The brother of Qatar's emir has ordered his staff to kill Americans on US soil and personally beat his chauffeur to death in Qatar, according to a federal civil lawsuit filed in Massachusetts this week.
Britain’s The Daily Mail, which has exclusively obtained a copy of the lawsuit, said the allegations are against Sheikh Khalid bin Hamad bin Khalifa Al Thani.
The court papers, filed by six American former staffers of the Sheikh, claim he went on days-long sleepless "binges", ordered two of his US staff to kill people and among others threatened to kill staff himself.
One of the plaintiffs, Ramez Tohme, the son of Michael Jackson's last manager Tohme Tohme, claims in the lawsuit that the Qatari prince threatened to kill him, saying "you can call your father and tell him that you are going to be buried in the desert."
Tohme, 33, claims the Sheikh kidnapped him and kept him prisoner in Doha for days, attempted to frame him for a crime and had him thrown in jail, said The Daily Mail.
Another of the plaintiffs, Oak Ridge Tennessee-based Terry Hope, worked for Sheikh Khalid's car racing team, Al Anabi Racing.
In the lawsuit he claims that between 2010 and 2012 the Sheikh ordered him to murder his rival, the then owner of the American Drag Racing League and the owner's wife, four times.
Hope, 54, claims the Sheikh told him he "would be financially 'set up' for the rest of his life" if he performed the contract killings, but he refused.
Hope claims that in 2016, while working for Sheikh Khalid in Doha, the prince drove out to the desert and beat his chauffeur to death in front of him.
“The more that the chauffeur pleaded, the more aggressive Defendant Khalid beat him,” Hope claimed in his lawsuit, recounting the alleged murder that he says he saw from just a few feet away.

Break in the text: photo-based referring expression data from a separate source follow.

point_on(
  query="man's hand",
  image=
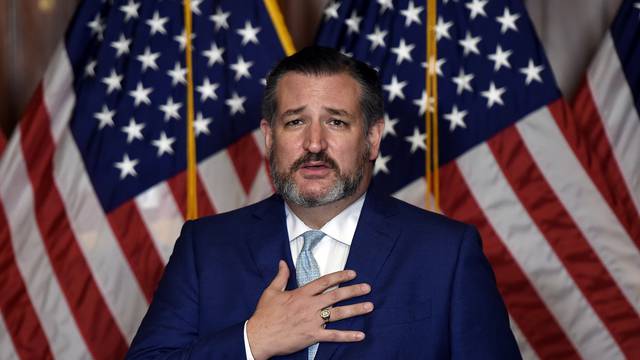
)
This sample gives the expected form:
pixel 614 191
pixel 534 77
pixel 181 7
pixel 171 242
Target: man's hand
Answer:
pixel 287 321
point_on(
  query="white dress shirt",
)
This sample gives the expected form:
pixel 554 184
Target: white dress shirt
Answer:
pixel 330 253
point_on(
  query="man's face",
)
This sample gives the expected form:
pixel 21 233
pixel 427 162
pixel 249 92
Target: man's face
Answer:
pixel 318 148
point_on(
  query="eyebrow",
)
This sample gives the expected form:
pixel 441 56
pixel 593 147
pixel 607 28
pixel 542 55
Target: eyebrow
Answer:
pixel 338 112
pixel 293 111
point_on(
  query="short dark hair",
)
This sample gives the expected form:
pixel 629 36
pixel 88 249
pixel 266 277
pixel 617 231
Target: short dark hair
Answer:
pixel 319 61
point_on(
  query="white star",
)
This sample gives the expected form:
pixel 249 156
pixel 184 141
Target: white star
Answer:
pixel 385 5
pixel 456 118
pixel 395 88
pixel 97 26
pixel 442 28
pixel 195 6
pixel 241 68
pixel 417 140
pixel 127 166
pixel 163 143
pixel 90 68
pixel 130 10
pixel 532 72
pixel 133 130
pixel 403 52
pixel 476 7
pixel 182 40
pixel 436 66
pixel 220 19
pixel 331 11
pixel 121 46
pixel 381 164
pixel 113 82
pixel 156 24
pixel 249 33
pixel 141 94
pixel 422 103
pixel 377 38
pixel 178 74
pixel 493 95
pixel 411 14
pixel 207 90
pixel 463 81
pixel 235 103
pixel 500 58
pixel 171 109
pixel 508 21
pixel 470 44
pixel 105 117
pixel 389 126
pixel 353 23
pixel 148 59
pixel 201 125
pixel 214 54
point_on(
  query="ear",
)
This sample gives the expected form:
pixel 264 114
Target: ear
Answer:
pixel 374 137
pixel 265 126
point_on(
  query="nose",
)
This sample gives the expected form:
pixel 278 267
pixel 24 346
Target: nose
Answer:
pixel 315 140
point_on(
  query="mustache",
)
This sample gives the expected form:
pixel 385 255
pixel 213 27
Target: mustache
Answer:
pixel 308 157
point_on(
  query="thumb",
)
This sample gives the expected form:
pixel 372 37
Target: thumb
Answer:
pixel 279 282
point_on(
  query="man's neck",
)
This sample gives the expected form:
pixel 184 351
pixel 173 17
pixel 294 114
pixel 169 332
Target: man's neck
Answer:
pixel 316 217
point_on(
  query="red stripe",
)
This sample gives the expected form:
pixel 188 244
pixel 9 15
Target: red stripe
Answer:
pixel 20 317
pixel 588 140
pixel 178 186
pixel 525 306
pixel 568 242
pixel 91 313
pixel 137 246
pixel 247 158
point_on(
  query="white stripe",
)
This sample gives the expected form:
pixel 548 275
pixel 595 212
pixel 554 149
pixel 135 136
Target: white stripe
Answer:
pixel 108 264
pixel 526 350
pixel 614 101
pixel 221 182
pixel 259 139
pixel 583 201
pixel 261 187
pixel 32 258
pixel 535 256
pixel 58 92
pixel 160 213
pixel 7 351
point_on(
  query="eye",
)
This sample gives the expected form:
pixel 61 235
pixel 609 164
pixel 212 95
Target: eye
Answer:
pixel 293 122
pixel 337 122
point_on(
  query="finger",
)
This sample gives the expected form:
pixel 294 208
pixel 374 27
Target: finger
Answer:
pixel 343 293
pixel 347 311
pixel 279 282
pixel 324 282
pixel 340 336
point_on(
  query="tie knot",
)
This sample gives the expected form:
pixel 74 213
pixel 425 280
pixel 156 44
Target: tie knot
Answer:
pixel 311 239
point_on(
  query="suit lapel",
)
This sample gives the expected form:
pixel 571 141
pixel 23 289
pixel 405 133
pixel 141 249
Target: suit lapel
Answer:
pixel 372 243
pixel 269 241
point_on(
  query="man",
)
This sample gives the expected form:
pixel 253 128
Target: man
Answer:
pixel 417 285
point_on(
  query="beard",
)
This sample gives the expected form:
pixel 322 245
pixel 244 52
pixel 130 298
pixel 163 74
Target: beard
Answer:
pixel 344 186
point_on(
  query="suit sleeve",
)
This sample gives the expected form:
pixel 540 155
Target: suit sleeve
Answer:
pixel 169 330
pixel 479 321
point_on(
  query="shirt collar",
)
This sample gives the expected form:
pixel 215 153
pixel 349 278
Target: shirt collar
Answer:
pixel 341 228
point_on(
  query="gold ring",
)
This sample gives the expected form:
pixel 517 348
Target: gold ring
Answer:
pixel 325 314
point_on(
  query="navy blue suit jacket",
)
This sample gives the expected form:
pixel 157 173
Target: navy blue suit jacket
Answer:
pixel 434 292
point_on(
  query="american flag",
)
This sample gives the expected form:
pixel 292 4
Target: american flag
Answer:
pixel 554 191
pixel 92 190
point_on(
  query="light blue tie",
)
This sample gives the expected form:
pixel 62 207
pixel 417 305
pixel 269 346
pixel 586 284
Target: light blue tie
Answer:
pixel 307 268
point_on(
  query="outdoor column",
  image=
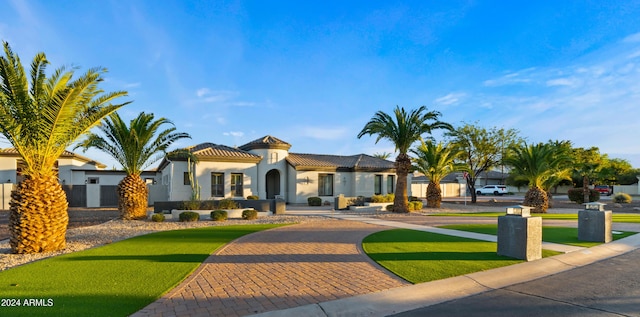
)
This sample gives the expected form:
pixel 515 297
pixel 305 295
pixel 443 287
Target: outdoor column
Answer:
pixel 594 223
pixel 519 235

“Plaintiff observed Defendant Khalid to pull out his pistol, grab the chauffeur by the back of the head, and place the pistol in the chauffeur's mouth,” the former racing team member claimed.
“Plaintiff observed Defendant Khalid to then strike chauffeur in the back of the head, observed the chauffeur to fall limp, observed the chauffeur's chest to cease rising, and the chauffeur to eventually become lifeless.”
The Daily Mail has previously revealed the claims of one of the plaintiffs, ex-US Marine Matthew Pittard, that the royal told him to kill two people, and the Sheikh later threatened to kill him after he refused.
Sheikh Khalid hired Pittard, 46, in 2017 as his security director and soon after made the illegal request, the documents claim.
“In approximately late September of 2017 and November of 2017, in Los Angeles California, Defendant Khalid asked Pittard to murder a male and female who Defendant Khalid viewed as threats to his social reputation and personal security,” the legal filing said.
“Pittard refused to execute these unlawful requests.”
The Sheikh's legal team, lawyers for his US company and the Qatari embassy did not respond to repeated requests by The Daily Mail for comment.